Eleştirel Irk Kuramını federal kurumların dışında tutmayı amaçlayan 22 Eylül 2020 tarihli Başkanlık Kararnamesi, 20 Ocak 2021 tarihinde göreve gelen, kırk altıncı Amerika Birleşik Devletleri Başkanı Joe Biden’ın aynı gün yürürlüğe koyduğu Irk Eşitliğinin Güçlendirilmesi ve Yetersiz Hizmet Alan Toplulukların Federal Hükümet Aracılığıyla Desteklenmesine Dair Başkanlık Kararnamesi ile ilga edilmiştir. Bu defa başkanlık kararnamesiyle fırsat eşitliğinin Amerikan demokrasisinin temeli olduğu ve farklılıkların Amerika Birleşik Devletleri’nin en önemli kuvvetli yönlerinden bir olduğu ancak birçok kişinin “Amerikan Rüyasına” erişme olanağının olmadığı ifade edilmektedir. Söz konusu kararla; yasalarda, kamu siyasalarında, kamu kurumlarında ve özel kurumlarda yerleşik eşitsizliklerin olduğu kabul edilmiş ve “yetersiz hizmet alan” topluluklar şeklinde adlandırılan ve ekonomik, sosyal ve medeni yaşama katılımda tam fırsat eşitliğinden sistematik olarak yararlanmaktan mahrum bırakılan, ortak nitelikler taşıyan insan toplulukları ve coğrafi topluluklar olarak tanımlanan gruplar üzerinden ve bunların katılımıyla herkesin adil, hakkaniyetli ve eşit muamele görmesini sağlayacak siyasaların oluşturulması bir hedef olarak gösterilmiştir. Kararnamede sınırlayıcı olmaksızın örnek kabilinden sayılan yetersiz hizmet alan topluluklar şunlardır: siyahlar, Latinler, yerli ve yerel halkların mensupları, Asyalı Amerikalılar ve Pasifik Adaları kökenliler ve diğer renkli ırkların mensupları; dini azınlık mensupları, LGBTQ+ bireyler; engelliler, kırsal alanlarda yaşayanlar ve başka biçimlerde kalıcı yoksulluk ve eşitsizlik mağduru olan kişiler.4 Görüleceği üzere Başkanlık Kararnamesinde sayılan yetersiz hizmet alan topluluklar eleştirel ırk kuramının konusu olan gruplarla büyük ölçüde kesişmekle birlikte doğrudan aynı değildir ancak 2021 tarihli Başkanlık Kararnamesiyle birlikte, Eleştirel Irk Kuramı ismi yine açıkça zikredilmese de Eleştirel Irk Kuramının birikimlerinin federal kurumlar bağlamında kamusal alandan dışlanmasından vazgeçildiğini tespit etmek olanaklıdır.

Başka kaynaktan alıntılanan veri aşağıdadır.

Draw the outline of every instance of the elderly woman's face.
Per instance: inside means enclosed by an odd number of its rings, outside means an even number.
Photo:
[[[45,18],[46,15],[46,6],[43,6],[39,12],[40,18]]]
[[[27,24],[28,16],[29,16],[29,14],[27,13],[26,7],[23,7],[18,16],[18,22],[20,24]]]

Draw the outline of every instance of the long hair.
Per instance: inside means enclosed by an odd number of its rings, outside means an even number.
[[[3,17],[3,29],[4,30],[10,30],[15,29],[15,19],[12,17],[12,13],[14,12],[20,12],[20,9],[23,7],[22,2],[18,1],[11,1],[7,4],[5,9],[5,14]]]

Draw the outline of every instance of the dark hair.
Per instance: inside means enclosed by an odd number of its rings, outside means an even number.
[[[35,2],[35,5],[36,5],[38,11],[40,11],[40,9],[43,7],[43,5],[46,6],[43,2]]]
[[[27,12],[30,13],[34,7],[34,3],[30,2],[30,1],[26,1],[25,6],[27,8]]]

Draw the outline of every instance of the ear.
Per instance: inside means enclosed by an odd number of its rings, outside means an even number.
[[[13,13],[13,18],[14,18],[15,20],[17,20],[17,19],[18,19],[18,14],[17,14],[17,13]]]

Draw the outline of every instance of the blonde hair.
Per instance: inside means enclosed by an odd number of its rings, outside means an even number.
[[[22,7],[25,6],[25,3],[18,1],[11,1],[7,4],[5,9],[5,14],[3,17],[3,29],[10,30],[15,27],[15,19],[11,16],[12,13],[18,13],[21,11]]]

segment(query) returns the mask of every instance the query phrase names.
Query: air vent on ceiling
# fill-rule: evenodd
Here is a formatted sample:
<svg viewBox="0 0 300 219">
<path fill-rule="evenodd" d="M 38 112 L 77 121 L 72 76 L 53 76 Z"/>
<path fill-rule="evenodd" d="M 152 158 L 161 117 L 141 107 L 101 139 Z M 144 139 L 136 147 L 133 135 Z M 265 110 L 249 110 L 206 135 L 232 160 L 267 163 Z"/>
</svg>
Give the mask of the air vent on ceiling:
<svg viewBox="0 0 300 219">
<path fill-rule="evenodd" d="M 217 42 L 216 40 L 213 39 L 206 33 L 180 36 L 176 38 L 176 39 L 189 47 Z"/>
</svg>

Ortaya çıktığı yıllarda Eleştirel Hukuk Çalışmalarının bir yan dalı olarak algılanmasına karşın son dönemde hem akademik hem de siyasal alanda önemini artıran Eleştirel Irk Çalışmaları ilk bakışta Amerika Birleşik Devletleri’nin ve Amerikan toplumunun kendine özgü gelişim koşullarının bir ürünü ve bunlara karşı bir tepki olsa da5 bu kuram dahilindeki çalışma ve tespitlerin, başka felsefi ve akademik gelenekler dahilindeki sosyo-hukuki çalışmalar açısından da büyük öneme sahip olduğu açıktır. Bu çalışmada öncelikle ülkemizde akademik olarak henüz çok fazla tartışılmayan ancak farklı toplumların dinamiklerinin en azından bazılarının yorumlanmasında büyük katkısı olabilecek Eleştirel Irk Kuramının nasıl tanımlanabileceği ve ayırt edici özellikleri, gelişim süreci betimlenmekte ve ardından sosyo-hukuki çalışmalar açısından Eleştirel Irk Kuramının güncelliği, farklı felsefi ve akademik çevreler açısından bu kuramın etkileri ve değeri tartışılmaktadır.